Archive for April, 2010

Error localization: from definition to discipline (why it really matters)

April 23, 2010 2 comments

PerfectAnalytics Software Inc. sells PerfectReporter, a software product which enjoys a market leading position.  PerfectReporter has many customers.   These customers love the product.

What could be better than a software product which delights the customer and exceeds their expectations?

Answer: how the software product handles an unexpected error during the most critical moment.   Years of accumulated customer good will can instantly evaporate when the customer runs a report (3 hours before a deadline) and witnesses an error which should have never occurred in the first place.

The names are of course fictional.  The situation – although simplified for the purposes of this blog – is very real however.  Let’s get started.

IndustryInsiders licensed PerfectReporter software to produce very sophisticated analytic reports.    PerfectReporter is perfectly capable of …

– Reading multiple data sources
– Executing data aggregation and summarization tasks
– Enabling users to create and execute both standard and user-customized reports

Jane runs several reports every morning at 9:00am.   She uses metrics produced by these reports, performs additional analysis, and submits her own analytic brief by 12 noon.

For the first time, Jane suspects that something is very wrong.  The reports seemed OK.  Yet the data does not make any sense.

Jane calls PerfectAnalytics Software support line and opens a ticket.  She needs the problem to be addressed in the next 3 hours in order for the financial institution to make decisions about million-dollar investment transactions.
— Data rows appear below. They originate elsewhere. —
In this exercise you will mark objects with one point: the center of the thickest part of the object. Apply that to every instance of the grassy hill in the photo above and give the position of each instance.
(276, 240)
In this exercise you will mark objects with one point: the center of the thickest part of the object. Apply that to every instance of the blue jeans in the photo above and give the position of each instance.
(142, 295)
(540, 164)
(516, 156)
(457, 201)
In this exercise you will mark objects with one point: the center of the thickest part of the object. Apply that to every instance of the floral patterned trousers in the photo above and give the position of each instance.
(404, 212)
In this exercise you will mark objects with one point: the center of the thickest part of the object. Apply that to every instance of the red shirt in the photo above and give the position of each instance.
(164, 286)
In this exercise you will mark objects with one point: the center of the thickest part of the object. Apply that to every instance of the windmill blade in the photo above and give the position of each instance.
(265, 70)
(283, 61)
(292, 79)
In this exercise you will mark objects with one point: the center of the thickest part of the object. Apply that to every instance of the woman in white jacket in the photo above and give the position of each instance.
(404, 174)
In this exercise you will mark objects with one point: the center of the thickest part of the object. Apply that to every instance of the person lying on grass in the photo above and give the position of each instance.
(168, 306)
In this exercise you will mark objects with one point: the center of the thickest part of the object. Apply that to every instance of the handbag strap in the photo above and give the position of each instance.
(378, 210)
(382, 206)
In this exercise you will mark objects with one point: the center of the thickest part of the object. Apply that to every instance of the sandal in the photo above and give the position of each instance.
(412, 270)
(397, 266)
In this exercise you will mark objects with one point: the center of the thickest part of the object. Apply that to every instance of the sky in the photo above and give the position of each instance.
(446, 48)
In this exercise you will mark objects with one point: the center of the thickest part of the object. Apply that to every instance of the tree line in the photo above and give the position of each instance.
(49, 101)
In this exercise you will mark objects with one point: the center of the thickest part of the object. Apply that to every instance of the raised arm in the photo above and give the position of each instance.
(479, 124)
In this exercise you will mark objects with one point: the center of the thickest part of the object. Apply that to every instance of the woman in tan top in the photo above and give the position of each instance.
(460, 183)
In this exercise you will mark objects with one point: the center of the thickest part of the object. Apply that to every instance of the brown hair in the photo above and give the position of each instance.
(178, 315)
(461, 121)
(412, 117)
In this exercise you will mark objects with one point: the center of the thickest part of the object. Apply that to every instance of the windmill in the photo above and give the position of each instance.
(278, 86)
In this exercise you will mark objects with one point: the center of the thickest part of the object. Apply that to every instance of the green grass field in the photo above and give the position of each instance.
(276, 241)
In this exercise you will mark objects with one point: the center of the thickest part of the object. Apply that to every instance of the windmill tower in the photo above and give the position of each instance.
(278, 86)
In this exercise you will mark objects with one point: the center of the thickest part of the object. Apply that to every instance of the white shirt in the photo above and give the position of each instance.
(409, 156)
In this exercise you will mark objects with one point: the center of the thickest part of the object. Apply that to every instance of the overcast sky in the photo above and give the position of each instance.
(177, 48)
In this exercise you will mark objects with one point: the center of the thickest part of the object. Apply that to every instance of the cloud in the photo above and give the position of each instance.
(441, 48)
6 days later, the problem is solved.  Highlights (or lowlights by any other name):

– Multiple calls between the customer and PerfectAnalytics Software support organization
– Escalation by customer’s senior executive, “get your engineers onsite and do not leave until the problem is solved”
– 2 engineers (actual developers, not support engineers) working at IndustryInsiders for 6 days
– 4 engineers at PerfectAnalytics working behind the scenes to determine the root cause
– 1 day (literally 24 hours)  to build and package an emergency release
– 1 day to install the new release at IndustryInsiders

Good will loss at IndustryInsiders – unable to quantify …

So what was the root cause problem?  There were several and I’d like to spend a little time on each one.

1.  One of the data updates did not complete.

2.  Aggregation procedures did not verify if required data updates successfully completed

3.  Metrics were produced with good and missing / partially updated data

4.  Reports did not check if the execution could occur (no data – do not execute – signal alarm if applicable)

The contributing error occurred at a very low level but surfaced in a report.   There were many layers between the error and symptom.   The product architecture did nothing to facilitate error localization, or how to quickly find the root cause despite multiple layers between the error and the symptom.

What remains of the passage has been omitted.